This is precisely why I run a custom fork of CLIProxyAPI on a private railway server for all my agentic coding. The OG version is indispensable already and has XAI Oauth support, so you can use your subscription to call Grok from any Anthropic OR OpenAI compatible client (Claude Code, Pi, Codex, you name it). To be honest, though, I am bummed, as I do really like the grok build client. The TUI is great in the ways that matter without going out of its way to make it clear that "I'M A MID-LATE 2020s TUI LOOK AT ALL THE NOT USUAL STUFF YOU CAN DO WITH ME".

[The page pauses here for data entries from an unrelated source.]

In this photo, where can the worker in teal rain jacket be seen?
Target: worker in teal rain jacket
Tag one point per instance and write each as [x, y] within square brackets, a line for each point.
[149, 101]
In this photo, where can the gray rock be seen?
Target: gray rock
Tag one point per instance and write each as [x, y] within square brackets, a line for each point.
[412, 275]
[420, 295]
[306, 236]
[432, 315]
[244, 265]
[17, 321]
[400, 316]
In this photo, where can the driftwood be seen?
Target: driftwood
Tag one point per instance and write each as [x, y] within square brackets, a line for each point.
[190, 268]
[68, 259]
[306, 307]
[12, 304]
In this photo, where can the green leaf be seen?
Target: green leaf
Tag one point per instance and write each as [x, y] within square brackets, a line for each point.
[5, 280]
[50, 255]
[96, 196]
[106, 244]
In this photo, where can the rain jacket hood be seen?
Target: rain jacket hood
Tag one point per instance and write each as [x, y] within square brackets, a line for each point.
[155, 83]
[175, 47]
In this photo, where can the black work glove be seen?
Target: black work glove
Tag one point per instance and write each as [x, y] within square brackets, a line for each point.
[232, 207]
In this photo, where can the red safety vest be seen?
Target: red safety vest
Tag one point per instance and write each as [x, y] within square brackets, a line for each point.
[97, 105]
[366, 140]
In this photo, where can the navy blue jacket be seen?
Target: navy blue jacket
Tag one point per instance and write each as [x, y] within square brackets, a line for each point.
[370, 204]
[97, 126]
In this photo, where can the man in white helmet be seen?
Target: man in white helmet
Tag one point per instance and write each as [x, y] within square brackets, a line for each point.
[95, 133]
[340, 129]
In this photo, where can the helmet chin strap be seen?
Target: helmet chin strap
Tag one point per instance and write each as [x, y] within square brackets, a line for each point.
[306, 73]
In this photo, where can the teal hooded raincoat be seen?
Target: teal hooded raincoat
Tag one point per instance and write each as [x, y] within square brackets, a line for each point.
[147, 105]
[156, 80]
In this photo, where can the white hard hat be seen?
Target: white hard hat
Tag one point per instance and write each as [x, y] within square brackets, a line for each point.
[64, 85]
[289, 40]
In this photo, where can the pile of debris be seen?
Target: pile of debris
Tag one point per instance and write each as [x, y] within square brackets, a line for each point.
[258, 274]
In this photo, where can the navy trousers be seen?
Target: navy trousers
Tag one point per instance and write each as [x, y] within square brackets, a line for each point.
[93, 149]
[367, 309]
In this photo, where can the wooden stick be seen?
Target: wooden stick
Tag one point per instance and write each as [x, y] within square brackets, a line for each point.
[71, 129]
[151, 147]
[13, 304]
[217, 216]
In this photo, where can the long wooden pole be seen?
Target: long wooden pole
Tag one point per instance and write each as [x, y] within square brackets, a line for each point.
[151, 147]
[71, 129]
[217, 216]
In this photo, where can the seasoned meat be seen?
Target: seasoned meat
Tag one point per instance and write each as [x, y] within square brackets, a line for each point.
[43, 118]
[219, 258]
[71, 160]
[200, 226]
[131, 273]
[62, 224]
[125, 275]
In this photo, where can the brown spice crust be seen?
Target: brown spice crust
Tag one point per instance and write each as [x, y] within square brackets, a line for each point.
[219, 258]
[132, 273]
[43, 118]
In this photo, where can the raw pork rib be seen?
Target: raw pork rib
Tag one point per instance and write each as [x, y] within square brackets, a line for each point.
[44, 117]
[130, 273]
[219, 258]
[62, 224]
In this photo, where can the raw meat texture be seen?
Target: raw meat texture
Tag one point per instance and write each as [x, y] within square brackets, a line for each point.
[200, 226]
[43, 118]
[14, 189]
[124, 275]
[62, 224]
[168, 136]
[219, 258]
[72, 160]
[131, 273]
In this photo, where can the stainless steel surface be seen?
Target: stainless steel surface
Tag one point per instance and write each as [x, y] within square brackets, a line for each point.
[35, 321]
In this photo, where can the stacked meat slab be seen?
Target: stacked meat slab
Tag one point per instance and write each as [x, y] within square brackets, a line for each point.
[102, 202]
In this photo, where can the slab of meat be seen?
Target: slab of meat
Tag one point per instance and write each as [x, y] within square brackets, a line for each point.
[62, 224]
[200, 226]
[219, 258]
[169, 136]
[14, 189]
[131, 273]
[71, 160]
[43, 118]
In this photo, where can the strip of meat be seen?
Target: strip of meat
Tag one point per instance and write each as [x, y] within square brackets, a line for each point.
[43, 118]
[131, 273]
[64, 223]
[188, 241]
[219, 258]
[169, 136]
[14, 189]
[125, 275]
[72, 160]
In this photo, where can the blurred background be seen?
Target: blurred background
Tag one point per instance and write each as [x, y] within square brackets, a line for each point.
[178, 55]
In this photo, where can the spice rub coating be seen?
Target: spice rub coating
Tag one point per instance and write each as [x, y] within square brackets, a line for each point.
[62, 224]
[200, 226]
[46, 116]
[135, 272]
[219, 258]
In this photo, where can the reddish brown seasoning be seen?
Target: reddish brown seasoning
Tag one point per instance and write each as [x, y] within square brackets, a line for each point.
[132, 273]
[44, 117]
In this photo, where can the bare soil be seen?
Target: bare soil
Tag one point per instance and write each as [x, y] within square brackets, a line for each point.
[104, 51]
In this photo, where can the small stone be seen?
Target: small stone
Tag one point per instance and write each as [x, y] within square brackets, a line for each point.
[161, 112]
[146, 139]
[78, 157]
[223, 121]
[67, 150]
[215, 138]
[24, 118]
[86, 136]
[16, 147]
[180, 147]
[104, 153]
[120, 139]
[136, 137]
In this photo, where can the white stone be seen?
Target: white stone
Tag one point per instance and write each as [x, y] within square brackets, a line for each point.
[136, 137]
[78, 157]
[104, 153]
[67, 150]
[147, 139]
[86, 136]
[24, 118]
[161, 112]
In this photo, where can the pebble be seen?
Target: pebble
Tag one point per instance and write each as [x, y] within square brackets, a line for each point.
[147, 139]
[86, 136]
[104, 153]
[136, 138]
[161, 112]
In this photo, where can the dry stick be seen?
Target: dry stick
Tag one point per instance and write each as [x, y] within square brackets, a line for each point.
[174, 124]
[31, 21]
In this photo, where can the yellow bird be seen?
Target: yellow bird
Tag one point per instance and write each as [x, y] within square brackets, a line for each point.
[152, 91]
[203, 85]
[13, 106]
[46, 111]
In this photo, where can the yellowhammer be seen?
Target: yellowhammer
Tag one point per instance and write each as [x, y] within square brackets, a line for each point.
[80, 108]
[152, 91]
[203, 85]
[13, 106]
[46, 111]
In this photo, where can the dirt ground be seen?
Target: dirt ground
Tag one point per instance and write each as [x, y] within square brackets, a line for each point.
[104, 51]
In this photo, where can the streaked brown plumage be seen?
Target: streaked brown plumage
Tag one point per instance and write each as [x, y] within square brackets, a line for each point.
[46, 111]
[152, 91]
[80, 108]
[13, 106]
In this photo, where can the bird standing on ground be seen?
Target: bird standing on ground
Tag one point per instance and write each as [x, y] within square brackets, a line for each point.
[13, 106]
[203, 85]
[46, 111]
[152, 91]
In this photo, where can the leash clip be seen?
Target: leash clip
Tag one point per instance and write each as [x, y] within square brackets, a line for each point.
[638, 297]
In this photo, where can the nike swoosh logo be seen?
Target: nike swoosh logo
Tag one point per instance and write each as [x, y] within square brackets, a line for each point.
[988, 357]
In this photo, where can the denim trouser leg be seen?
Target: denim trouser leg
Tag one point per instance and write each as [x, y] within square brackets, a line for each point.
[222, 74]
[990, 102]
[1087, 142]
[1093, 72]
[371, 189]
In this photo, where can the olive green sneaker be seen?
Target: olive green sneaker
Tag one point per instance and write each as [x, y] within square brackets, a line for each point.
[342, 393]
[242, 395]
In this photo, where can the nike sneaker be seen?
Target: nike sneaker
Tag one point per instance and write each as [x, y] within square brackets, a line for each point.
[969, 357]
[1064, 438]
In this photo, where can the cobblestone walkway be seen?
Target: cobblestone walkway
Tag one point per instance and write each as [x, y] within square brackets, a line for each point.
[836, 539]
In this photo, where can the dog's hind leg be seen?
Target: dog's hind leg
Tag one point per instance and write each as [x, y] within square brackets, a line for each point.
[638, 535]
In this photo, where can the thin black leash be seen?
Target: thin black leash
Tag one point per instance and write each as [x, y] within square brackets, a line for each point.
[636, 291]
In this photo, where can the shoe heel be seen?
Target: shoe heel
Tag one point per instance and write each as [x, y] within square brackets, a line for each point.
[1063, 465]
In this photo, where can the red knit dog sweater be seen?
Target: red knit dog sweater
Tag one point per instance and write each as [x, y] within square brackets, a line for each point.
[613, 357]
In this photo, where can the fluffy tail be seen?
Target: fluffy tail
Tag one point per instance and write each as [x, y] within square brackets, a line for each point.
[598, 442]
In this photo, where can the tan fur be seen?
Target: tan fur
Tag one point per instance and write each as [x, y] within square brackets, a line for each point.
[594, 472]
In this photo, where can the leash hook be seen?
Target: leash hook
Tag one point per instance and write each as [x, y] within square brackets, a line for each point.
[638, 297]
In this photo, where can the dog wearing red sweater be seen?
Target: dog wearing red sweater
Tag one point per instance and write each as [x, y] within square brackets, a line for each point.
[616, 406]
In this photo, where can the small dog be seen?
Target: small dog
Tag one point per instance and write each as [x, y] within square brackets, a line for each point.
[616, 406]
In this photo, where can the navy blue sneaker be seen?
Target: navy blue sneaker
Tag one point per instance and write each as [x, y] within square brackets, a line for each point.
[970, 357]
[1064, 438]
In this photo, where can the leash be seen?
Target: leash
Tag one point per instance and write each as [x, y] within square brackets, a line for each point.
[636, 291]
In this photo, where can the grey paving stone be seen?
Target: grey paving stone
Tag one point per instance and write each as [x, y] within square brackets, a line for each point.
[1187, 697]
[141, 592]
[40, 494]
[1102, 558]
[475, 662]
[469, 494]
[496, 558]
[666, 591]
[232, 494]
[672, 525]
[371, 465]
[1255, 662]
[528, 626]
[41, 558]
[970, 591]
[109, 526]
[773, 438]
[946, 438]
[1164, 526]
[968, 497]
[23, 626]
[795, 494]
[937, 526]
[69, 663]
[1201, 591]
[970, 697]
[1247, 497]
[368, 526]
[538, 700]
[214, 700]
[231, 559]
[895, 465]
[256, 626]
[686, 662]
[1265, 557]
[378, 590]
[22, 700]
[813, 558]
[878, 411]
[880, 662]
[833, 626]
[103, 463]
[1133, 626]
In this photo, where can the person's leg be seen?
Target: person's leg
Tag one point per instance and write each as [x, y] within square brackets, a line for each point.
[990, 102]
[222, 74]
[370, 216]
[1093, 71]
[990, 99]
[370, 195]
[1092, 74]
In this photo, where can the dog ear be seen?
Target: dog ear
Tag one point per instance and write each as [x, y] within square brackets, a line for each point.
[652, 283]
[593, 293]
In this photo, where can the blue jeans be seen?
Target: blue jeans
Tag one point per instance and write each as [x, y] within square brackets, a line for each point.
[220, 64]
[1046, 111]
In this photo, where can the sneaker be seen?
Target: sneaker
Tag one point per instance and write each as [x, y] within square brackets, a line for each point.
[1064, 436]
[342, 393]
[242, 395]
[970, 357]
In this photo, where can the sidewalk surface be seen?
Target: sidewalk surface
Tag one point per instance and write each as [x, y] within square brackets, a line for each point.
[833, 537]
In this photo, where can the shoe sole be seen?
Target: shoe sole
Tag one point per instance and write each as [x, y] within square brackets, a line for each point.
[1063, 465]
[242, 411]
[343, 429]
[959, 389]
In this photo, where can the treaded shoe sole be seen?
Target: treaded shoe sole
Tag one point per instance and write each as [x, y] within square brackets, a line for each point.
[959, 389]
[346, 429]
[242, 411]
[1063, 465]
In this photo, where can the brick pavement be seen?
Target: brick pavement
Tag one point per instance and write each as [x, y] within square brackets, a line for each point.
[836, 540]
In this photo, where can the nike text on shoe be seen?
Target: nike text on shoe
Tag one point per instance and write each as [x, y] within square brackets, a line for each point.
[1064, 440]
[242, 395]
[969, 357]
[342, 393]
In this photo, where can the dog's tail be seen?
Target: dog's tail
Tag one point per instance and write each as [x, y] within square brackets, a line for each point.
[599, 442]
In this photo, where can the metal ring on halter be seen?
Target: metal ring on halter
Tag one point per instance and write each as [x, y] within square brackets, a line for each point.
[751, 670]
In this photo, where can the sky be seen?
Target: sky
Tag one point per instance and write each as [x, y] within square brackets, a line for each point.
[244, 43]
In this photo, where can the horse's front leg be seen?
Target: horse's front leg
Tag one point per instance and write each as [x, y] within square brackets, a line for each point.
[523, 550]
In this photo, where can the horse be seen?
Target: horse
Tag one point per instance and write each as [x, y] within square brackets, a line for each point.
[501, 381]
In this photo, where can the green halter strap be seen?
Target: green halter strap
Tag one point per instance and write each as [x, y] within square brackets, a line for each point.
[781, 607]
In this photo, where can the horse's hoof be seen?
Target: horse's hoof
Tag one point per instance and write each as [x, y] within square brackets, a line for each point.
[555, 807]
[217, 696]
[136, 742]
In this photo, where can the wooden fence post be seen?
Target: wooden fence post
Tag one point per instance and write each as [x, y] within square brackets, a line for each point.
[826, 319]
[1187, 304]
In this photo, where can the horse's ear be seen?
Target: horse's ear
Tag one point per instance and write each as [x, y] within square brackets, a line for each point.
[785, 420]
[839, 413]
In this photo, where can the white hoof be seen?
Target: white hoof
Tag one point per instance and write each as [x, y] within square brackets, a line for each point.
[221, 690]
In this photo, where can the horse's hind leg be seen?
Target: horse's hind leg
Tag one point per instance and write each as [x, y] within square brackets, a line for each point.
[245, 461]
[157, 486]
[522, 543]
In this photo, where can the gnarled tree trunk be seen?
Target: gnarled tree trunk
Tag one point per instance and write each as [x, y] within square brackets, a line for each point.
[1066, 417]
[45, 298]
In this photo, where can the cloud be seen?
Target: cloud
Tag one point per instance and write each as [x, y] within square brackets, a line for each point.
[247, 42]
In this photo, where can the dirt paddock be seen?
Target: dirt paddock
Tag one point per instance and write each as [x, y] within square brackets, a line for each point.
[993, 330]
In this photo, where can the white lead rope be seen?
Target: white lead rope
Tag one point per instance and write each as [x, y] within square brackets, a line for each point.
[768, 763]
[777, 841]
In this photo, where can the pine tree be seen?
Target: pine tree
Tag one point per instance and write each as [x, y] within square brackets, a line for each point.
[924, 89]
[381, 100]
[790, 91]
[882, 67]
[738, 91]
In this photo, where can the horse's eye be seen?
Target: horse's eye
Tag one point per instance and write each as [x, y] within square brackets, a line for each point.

Grok aside, this has become an increasingly large concern of mine, especially now that I've expanded my usual provider rotation beyond the big 2. Out of arguably reasonable paranoia, I recently bolstered my own personal CLIProxyAPI fork to use an algo similar to gitleaks/betterleaks to, on the fly, scan the incoming (i.e. from my coding agent) stream for any secrets that may have been transmitted from disk, replace them with a unique identifier, send that off to the upstream provider, and then replace the secret (mapped to that identifier in memory, encrypted and with TTL) before sending any response back. That way, if the "secret" is either not really a secret and/or truly is needed in whatever tool call or response, the replacement is seamless to the client but the provider never sees your code.
No, it's not foolproof: it can't prevent some upstream actor from, say, using the on-disk key to your secret in a rogue tool call that uploads it from your device directly to an endpoint of theirs, but the low-hanging fruit like this is, IMO, the equivalent of not leaving all your windows open when you're naked. Virtually no downside or inconvenience to you, gets probably 3-4 9s of cases where someone would be inclined to see something they shouldn't because it's that easy.
The alternative is literally having to approve every read request (is this even a thing now?) and spend the mental energy ensuring that each and every file could not possibly contain a secret. I'd rather just code by hand at that point.